Judd Trump and Ricky Walden will contest the final of the China Open after emerging from contrasting last four encounters on Saturday.
Trump produced some superb snooker, as well as riding his luck a little, to hammer Stephen Maguire 6-0.
Earlier, Walden was made to work a lot harder for his close 6-5 victory over John Higgins.
For both Englishmen, there is an opportunity to collect their first ranking event titles of the campaign in the penultimate event on the calendar.
Walden, of course, featured in the final of last week’s Players Championship only to eventually be downed by Northern Ireland’s Mark Allen.
That the 33 year-old has been able to sustain his form despite only making the long flight from Manchester to Beijing on Monday is testament to how well he is cueing the ball of late.
That was never more evident that in his deciding frame against Higgins when, despite being seated as the four-time world champion came from 5-3 down to force the shoot-out, Walden coolly knocked in a superb 131 to seal successive spots in finals.
He’ll be desperate to make amends for last week’s mini capitulation, where he went from being 3-1 ahead of Allen to 7-3 down, before eventually losing 10-6.
Walden’s best memories come in China, though, with all three of his ranking event successes hailing from the Far East nation.
A China Open triumph would add to his previous titles captured in the Shanghai Masters, Wuxi Classic and International Championship.
The Shanghai Masters is in fact where Trump’s best ranking event performance came this season when he was narrowly defeated by Kyren Wilson.

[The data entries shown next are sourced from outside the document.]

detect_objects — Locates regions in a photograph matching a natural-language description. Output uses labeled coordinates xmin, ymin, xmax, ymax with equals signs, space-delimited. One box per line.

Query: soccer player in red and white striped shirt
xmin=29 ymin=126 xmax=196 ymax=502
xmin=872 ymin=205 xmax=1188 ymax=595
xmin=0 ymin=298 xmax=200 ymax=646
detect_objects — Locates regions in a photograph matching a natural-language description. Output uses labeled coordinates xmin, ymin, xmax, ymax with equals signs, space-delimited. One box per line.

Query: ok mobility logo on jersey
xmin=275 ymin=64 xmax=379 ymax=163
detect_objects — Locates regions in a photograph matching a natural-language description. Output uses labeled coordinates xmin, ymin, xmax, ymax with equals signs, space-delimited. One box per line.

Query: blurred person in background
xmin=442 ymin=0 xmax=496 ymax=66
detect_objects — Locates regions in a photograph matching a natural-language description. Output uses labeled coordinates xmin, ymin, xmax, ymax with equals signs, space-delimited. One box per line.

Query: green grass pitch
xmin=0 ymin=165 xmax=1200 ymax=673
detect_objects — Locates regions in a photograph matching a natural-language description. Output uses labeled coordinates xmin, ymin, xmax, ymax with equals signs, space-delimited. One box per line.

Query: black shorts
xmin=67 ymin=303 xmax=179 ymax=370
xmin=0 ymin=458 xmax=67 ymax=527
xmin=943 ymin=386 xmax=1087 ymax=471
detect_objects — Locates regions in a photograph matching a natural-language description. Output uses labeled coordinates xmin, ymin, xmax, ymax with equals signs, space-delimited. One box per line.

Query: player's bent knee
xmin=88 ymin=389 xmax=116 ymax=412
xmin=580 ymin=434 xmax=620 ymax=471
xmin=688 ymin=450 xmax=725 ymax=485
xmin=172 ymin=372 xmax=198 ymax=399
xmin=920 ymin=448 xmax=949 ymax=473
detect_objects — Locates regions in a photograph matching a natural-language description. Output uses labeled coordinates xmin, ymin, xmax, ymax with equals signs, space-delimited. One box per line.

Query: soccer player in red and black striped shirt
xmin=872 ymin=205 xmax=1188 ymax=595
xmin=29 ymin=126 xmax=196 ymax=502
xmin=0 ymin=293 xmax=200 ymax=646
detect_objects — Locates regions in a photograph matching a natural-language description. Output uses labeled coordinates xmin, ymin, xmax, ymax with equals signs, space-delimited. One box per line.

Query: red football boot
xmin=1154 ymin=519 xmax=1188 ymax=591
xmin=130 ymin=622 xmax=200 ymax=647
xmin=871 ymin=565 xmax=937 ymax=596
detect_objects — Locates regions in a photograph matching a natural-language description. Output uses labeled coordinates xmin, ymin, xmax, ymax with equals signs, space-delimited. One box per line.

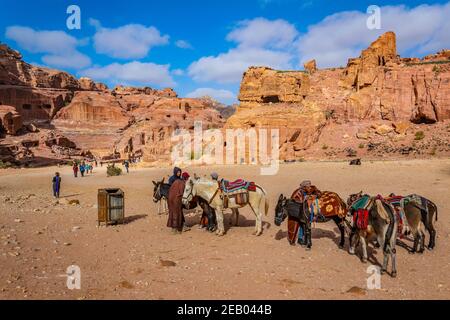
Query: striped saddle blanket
xmin=386 ymin=196 xmax=412 ymax=238
xmin=220 ymin=179 xmax=256 ymax=193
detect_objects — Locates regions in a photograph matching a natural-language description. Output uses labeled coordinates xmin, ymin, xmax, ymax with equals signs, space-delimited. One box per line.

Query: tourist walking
xmin=52 ymin=172 xmax=61 ymax=199
xmin=72 ymin=162 xmax=78 ymax=178
xmin=167 ymin=171 xmax=190 ymax=234
xmin=80 ymin=161 xmax=86 ymax=177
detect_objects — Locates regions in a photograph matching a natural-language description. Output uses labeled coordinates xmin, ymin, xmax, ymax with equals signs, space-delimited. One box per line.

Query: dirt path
xmin=0 ymin=160 xmax=450 ymax=299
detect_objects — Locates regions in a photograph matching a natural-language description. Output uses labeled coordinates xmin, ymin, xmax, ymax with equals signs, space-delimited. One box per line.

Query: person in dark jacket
xmin=168 ymin=167 xmax=182 ymax=185
xmin=52 ymin=172 xmax=61 ymax=198
xmin=72 ymin=162 xmax=78 ymax=178
xmin=167 ymin=170 xmax=190 ymax=234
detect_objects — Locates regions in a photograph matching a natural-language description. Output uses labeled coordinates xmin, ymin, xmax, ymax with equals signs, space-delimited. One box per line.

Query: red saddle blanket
xmin=353 ymin=209 xmax=369 ymax=230
xmin=220 ymin=179 xmax=256 ymax=193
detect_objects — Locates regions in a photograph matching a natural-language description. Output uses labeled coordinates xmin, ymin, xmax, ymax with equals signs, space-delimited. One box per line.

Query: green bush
xmin=415 ymin=131 xmax=425 ymax=141
xmin=106 ymin=165 xmax=122 ymax=177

Trump has looked excellent in spells during the last 12 months but has developed a nasty habit of losing too many encounters that he ought to have won – perhaps indicative of why he has failed to land any more trophies other than the Championship League.
When in among the balls he sometimes appears as if he cant miss, before he unexpectedly does which can throw the outcome of entire matches into doubt.

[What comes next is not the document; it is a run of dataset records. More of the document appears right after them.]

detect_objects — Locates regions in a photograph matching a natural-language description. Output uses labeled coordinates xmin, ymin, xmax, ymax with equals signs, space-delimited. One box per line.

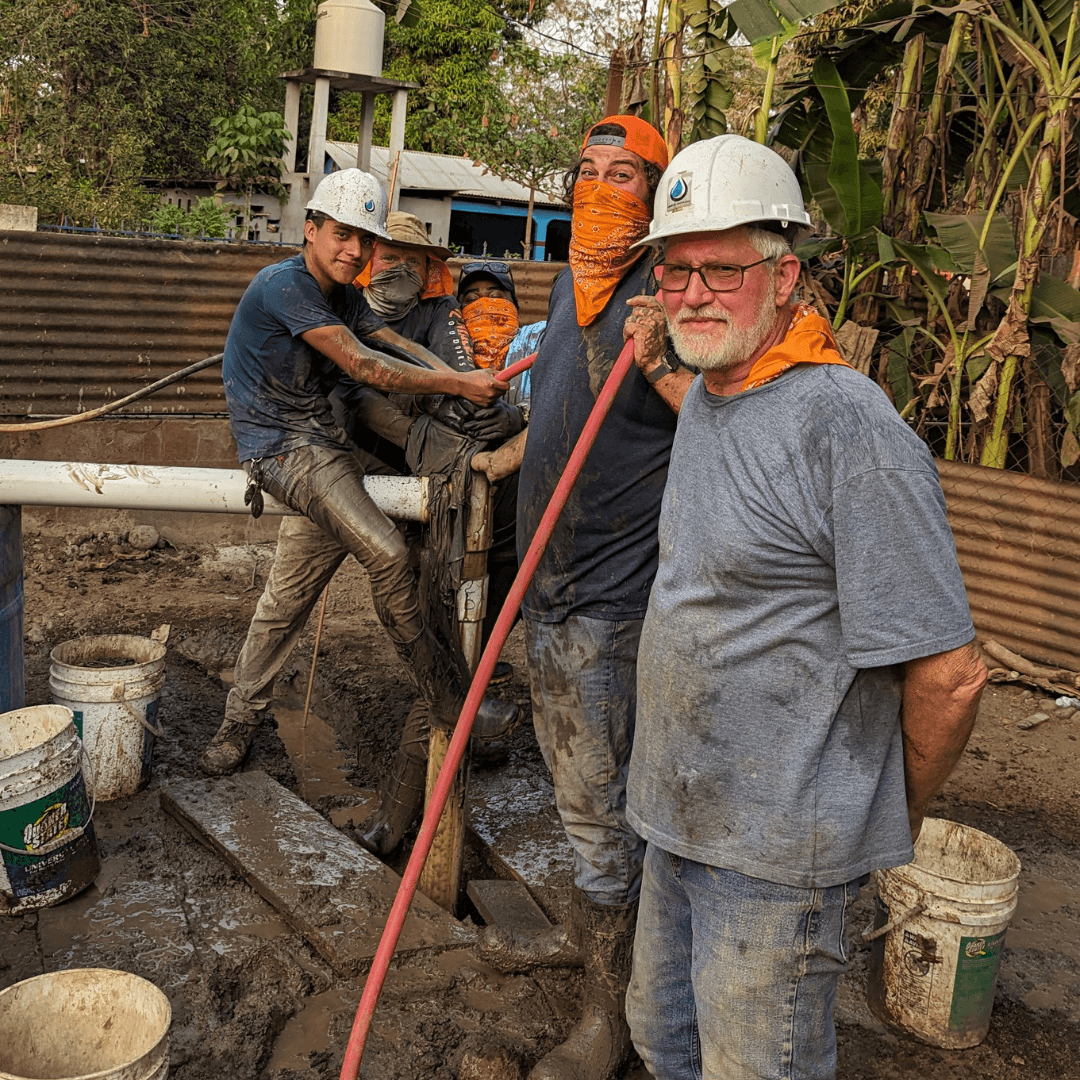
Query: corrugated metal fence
xmin=0 ymin=232 xmax=1080 ymax=671
xmin=937 ymin=461 xmax=1080 ymax=671
xmin=0 ymin=232 xmax=563 ymax=416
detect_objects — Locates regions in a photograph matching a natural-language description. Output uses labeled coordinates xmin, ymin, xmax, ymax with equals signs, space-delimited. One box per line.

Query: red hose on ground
xmin=340 ymin=341 xmax=634 ymax=1080
xmin=496 ymin=352 xmax=537 ymax=382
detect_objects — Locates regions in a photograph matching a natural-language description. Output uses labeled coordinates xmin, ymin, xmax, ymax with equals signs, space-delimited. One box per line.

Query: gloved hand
xmin=431 ymin=394 xmax=481 ymax=435
xmin=461 ymin=401 xmax=525 ymax=443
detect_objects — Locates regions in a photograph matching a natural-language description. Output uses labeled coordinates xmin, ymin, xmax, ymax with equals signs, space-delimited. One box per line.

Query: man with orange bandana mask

Trump announced himself into the big-time when he won the China Open five years ago and victory on Sunday could launch a very realistic chance of a maiden crowning at the Crucible next month.
Tomorrow’s two finalists have met on ten occasions but seven of those have been played behind closed doors in the short formatted Championship League.
In events carrying ranking points, the head-to-head is 2-1 in favour of 26 year-old Trump but the last of those clashes came almost two years ago.
As always, the best of 19 frame final will hinge first on who can make the better start in the opening session before, second, whether or not that competitor can subsequently hold his nerve until the contest’s conclusion.
Both men have been scoring heavily so this final could be as much about who can compete more strongly in the safety department.
Either way, it promises to be an entertaining affair while coverage is live on Eurosport and selected betting websites.